Murder on the Home Front


Molly Lefebure spent part of her war taking secretarial notes for a pathologist and later wrote up  her experiences as memoirs.  'Murder on the Home Front' is based on those memoirs, but presumably very loosely if the first episode is anything to go by.  Perhaps we get the media we deserve, and the writers and producers are right to assume that no audience is going to wait for anything so boring as a set-up.  Molly meets her pathologist and begins working for him with a ridiculously short and casual introduction, and is joined by a female photographer.  Why feminism sprang up mightily in the 60s with all this emancipation is anybody's guess.  The cops allow Lennox (Patrick Kennedy) to accompany them everywhere and investigate for them, using forensic methods that wouldn't become commonplace until forty years later.  It's sort of like a cross between 'Silent Witness' and 'Foyle's War' and the plot, involving a serial killer of 'good-time girls' is as riddled with holes as your average block of Emmental.

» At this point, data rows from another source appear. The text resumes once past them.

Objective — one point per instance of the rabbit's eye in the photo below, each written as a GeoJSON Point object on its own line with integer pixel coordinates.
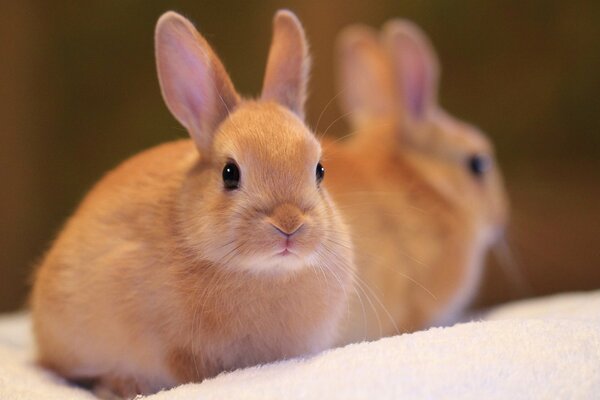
{"type": "Point", "coordinates": [478, 165]}
{"type": "Point", "coordinates": [320, 173]}
{"type": "Point", "coordinates": [231, 176]}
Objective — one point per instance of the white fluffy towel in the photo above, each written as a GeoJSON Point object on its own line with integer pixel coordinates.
{"type": "Point", "coordinates": [539, 349]}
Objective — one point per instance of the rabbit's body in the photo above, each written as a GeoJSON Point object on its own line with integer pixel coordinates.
{"type": "Point", "coordinates": [169, 273]}
{"type": "Point", "coordinates": [421, 220]}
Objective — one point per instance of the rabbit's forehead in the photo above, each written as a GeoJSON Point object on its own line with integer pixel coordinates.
{"type": "Point", "coordinates": [266, 135]}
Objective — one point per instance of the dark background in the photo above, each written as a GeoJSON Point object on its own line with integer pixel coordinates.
{"type": "Point", "coordinates": [78, 94]}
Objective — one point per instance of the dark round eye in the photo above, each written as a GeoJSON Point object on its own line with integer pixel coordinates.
{"type": "Point", "coordinates": [231, 176]}
{"type": "Point", "coordinates": [478, 165]}
{"type": "Point", "coordinates": [320, 173]}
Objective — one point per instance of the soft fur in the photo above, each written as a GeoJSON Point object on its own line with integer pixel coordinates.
{"type": "Point", "coordinates": [162, 276]}
{"type": "Point", "coordinates": [421, 221]}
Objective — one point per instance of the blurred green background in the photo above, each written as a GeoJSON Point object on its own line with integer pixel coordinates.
{"type": "Point", "coordinates": [78, 94]}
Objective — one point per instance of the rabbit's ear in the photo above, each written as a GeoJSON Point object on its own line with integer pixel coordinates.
{"type": "Point", "coordinates": [415, 66]}
{"type": "Point", "coordinates": [194, 83]}
{"type": "Point", "coordinates": [288, 64]}
{"type": "Point", "coordinates": [365, 76]}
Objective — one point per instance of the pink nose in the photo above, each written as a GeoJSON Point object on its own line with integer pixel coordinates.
{"type": "Point", "coordinates": [287, 219]}
{"type": "Point", "coordinates": [287, 232]}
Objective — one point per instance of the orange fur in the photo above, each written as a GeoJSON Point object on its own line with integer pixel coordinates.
{"type": "Point", "coordinates": [162, 276]}
{"type": "Point", "coordinates": [421, 222]}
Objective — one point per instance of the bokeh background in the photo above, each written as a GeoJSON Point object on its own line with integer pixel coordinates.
{"type": "Point", "coordinates": [78, 94]}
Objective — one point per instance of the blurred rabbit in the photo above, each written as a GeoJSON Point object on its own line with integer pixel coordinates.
{"type": "Point", "coordinates": [419, 188]}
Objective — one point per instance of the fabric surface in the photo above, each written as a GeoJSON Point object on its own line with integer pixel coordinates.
{"type": "Point", "coordinates": [541, 349]}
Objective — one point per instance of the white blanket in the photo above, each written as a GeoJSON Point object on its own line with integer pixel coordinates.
{"type": "Point", "coordinates": [540, 349]}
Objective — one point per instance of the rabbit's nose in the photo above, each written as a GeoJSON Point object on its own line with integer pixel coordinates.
{"type": "Point", "coordinates": [287, 219]}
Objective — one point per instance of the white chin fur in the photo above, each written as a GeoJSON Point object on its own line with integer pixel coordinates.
{"type": "Point", "coordinates": [276, 264]}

Halfway through, we have four suspects, one of whom is now dead and another arrested.  The body count for the hour was four, which knocks even the bloodiest episode of 'Midsomer Murders' into a cocked hat.  There's a war on, but here that's just a convenient cover for corpses.  With a script veering between the perfunctory and the comedic, this has a very uneven tone, and deals rather nastily with its mostly female bodies.  It bears the embarrassing hallmarks of last year's 'Bletchley Circle', so let's hope they find a more convincing denouement, or Lefebure's War will be a very short one indeed.